Men and women were burnt to death for witchcraft. (See Pike, pp. 55,56).

From Other Sources:

Belot, an Anabaptist was arrested for passing out tracts in Geneva and also accusing Calvin of excessive use of wine. With his books and tracts burned, he was banished from the city and told not to return on pain of hanging (J.L. Adams, The Radical Reformation, pp. 597-598).

Martin Luther said of Calvin’s actions in Geneva, “With a death sentence they solve all argumentation” (Juergan L. Neve, A History of Christian Thought, vol. I, p. 285).

“About the month of January 1546, a member of the Little Council, Pierre Ameaux, asserted that Calvin was nothing but a wicked man – who was preaching false doctrine. Calvin felt that his authority as an interpreter of the Word of God was being attacked: he so completely identified his own ministry with the will of God that he considered Ameaux’s words as an insult to the honour of Christ. The Magistrates offered to make the culprit beg Calvin’s pardon on bended knees before the Council of the Two Hundred, but Calvin found this insufficient. On April 8, Ameaux was sentenced to walk all round the town, dressed only in a shirt, bareheaded and carrying a lighted torch in his hand, and after that to present himself before the tribunal and cry to God for mercy” (F. Wendel, Calvin, pp. 85, 86).
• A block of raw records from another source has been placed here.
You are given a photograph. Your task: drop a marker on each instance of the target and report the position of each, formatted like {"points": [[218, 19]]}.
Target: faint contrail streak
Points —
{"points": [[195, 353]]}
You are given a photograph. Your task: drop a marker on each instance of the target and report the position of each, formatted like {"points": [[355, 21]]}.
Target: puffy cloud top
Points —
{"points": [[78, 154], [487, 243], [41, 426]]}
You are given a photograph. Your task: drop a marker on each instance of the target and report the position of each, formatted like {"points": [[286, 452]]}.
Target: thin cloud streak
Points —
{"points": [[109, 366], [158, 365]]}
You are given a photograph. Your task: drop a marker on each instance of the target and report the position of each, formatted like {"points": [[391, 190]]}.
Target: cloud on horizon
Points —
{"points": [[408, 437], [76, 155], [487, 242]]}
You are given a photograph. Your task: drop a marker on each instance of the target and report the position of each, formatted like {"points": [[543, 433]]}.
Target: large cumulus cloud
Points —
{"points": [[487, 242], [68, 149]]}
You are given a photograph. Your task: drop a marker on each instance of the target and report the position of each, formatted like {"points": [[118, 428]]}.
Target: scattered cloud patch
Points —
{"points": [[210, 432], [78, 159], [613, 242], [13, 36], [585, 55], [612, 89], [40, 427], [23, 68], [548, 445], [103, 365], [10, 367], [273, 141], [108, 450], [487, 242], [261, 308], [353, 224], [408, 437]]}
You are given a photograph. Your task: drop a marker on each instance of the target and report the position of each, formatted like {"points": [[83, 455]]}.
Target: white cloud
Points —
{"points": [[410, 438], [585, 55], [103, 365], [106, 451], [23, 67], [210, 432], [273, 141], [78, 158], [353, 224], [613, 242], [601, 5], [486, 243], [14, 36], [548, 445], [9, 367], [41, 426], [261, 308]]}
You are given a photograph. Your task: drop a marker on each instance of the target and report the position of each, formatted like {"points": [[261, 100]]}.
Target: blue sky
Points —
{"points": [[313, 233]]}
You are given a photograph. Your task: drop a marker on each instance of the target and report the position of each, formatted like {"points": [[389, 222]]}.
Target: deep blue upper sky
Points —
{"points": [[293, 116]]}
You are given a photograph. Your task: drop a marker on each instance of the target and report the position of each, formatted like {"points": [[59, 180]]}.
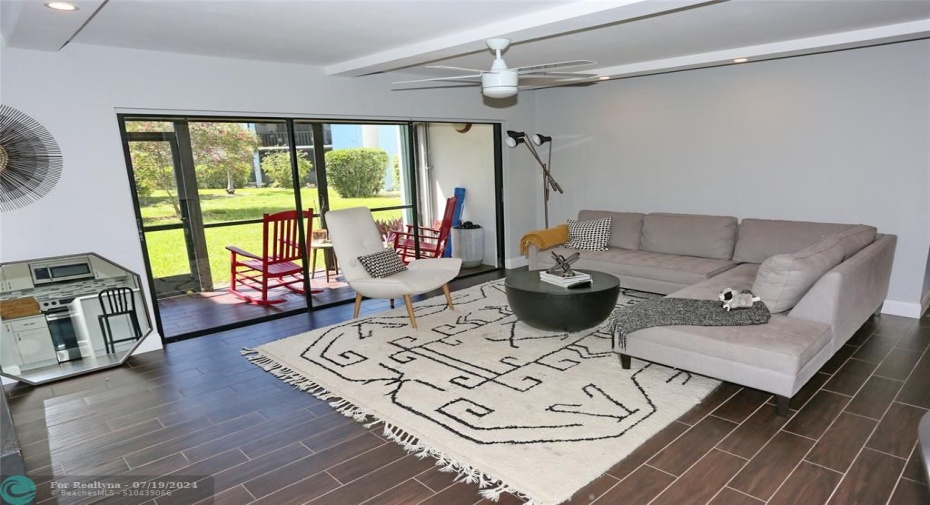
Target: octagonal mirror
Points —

“Doth a fountain send forth at the same place sweet water and bitter?” James 3:11. These were compiled by Jack Moorman and are available on the internet.

Now, a question arises: Why haven’t such excesses by men like Calvin the mass murderer, become more widely known? Why have most people never heard of them? Who decides which atrocities are announced? Why do we never hear of the 150,000 peasants killed at Luther’s urging? Why do we never hear of the crimes committed by Calvin, the mass murderer?

Who is in charge of determining what is widely known? Obviously, not The Only Church Jesus Founded!